A basis $G=(g_1,…,g_t)$ for an ideal I is a Grobner basis $\iff$ for every element $S=(h_1,…h_t)$ in a homogeneous basis for the syzygies $S(G)$ we have $S.G = \Sigma_{i=1}^{t} h_ig_i \to_{G}0. $

This is theorem 9 in chapter 2.9 of Ideals, Varieties and Algorithms by Cox, Little and O'Shea.

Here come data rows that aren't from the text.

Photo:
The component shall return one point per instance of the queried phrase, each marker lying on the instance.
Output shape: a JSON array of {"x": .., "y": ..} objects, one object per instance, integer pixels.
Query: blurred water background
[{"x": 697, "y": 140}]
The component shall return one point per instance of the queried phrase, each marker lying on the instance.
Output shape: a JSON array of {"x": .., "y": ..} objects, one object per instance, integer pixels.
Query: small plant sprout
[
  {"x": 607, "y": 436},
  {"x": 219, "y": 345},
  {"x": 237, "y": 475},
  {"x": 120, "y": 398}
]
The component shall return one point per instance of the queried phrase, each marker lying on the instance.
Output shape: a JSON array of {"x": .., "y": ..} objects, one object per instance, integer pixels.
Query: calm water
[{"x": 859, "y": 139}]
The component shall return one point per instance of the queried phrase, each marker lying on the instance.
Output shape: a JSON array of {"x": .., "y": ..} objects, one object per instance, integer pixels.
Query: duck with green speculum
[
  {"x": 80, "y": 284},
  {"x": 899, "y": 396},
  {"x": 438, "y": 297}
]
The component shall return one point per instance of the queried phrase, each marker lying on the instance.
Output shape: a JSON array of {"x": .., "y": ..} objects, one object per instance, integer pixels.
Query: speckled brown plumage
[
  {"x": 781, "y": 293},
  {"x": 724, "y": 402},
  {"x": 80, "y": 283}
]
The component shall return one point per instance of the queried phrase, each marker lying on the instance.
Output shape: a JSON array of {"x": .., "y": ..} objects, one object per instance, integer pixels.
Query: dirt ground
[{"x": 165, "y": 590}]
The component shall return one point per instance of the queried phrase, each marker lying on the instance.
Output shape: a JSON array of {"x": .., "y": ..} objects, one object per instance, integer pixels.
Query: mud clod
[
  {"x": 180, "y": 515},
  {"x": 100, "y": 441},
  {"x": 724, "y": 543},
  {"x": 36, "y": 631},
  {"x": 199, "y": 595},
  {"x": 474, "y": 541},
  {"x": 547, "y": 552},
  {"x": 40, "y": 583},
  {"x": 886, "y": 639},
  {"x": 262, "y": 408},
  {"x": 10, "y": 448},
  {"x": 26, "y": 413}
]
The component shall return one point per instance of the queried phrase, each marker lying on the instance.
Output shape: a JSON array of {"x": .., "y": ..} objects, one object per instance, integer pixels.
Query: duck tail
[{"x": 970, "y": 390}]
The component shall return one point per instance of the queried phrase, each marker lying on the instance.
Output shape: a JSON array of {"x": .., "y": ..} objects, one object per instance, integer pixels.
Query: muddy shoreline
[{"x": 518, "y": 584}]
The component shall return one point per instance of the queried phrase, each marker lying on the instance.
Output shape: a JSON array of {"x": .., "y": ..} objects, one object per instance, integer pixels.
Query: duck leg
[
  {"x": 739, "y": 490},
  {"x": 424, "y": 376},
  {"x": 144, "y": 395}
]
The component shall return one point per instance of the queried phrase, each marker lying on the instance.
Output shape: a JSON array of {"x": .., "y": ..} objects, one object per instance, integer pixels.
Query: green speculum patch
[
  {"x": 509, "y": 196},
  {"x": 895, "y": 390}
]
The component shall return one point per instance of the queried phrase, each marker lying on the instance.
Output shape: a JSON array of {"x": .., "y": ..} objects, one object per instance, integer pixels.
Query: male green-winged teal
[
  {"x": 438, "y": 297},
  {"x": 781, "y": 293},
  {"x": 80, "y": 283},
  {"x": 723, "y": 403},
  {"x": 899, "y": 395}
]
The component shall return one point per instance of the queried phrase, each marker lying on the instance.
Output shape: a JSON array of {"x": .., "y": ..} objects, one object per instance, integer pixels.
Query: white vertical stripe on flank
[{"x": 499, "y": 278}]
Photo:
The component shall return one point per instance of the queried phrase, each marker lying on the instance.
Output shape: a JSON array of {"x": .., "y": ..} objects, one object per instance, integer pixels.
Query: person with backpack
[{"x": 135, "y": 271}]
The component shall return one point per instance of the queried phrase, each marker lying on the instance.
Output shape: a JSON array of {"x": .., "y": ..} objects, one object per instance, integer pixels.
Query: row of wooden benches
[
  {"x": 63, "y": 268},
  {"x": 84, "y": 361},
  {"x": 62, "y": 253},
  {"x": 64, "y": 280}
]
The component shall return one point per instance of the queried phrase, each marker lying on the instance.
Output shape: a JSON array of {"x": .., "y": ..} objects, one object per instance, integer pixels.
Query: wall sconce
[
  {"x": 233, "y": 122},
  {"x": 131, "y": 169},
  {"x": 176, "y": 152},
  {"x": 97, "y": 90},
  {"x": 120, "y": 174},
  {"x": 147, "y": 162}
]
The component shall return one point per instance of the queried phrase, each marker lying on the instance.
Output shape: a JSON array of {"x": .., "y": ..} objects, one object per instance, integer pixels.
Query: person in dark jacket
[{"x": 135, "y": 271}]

The proof given there is not clear to me.

Definitions in the text:

Let $F=(f_1,…,f_s)$. A syzygy on the on the leading terms $LT(f_1),…,LT(f_s)$ of $F$ is an s-tuple of polynomials $S=(h_1,…,h_s)\in (k[x_1,…,k_n])^s$ such that $\Sigma_{i-1}^{s} h_iLT(f_i)=0$. $S(F)$ is a collection of all syzygies on $F$.

An element $S \in S(F)$ is homogeneous of multidegree $\alpha$ where $\alpha \in Z^{n}_{\geq0}$ provided that $S=(c_1x^{\alpha_1},…,c_sx^{\alpha_s})$ where $c_i\in k$ and $\alpha_i + \ multideg(f_i) = \alpha$ whenever $c_i \neq 0$

We say that $f \in [x_1,..,x_n]$ reduces to zero modulo $G = \{g_1,…,g_t\} \subset k[x_1,…,x_n]$ i.e. $f \to_{G} 0$ if $f$ can be written in the form $f = a_1g_1+…+a_tg_t$ such that whenever $a_ig_i \neq 0$, we have multideg(f) $\geq$ multideg($a_ig_i$).

My Attempt:

($\implies$) Given $G$ to be a Grobner basis and $S=(h_1,…,h_t)$ a syzygy of $G$ that is homogeneous we know that $\Sigma_{i=1}^t h_iLT(g_i) = 0$ and that $LT(h_i).LT(g_i)$ have the same multidegree for all $i$.

To prove RHS we need to show that multideg($\Sigma h_ig_i$) $\geq$ multideg($h_ig_i$) for all $i$ which is equivalent to showing $\Sigma_{i=1}^t LT(h_i)LT(g_i) \neq 0 $. But the above would imply that $\Sigma_{i=1}^t LT(h_i)LT(g_i)=0$.

What is wrong here ?

Help also in proving the other direction.

Best Answer

$ S.G \rightarrow _G 0$ means that $S.G$ can be written as $\Sigma a_ig_i$ where multideg($S.G$) > multideg($a_ig_i$) whenever $a_ig_i \neq 0$. Here $a_i$ need not equal $h_i$.

This is all cleared up in the fourth version of the book.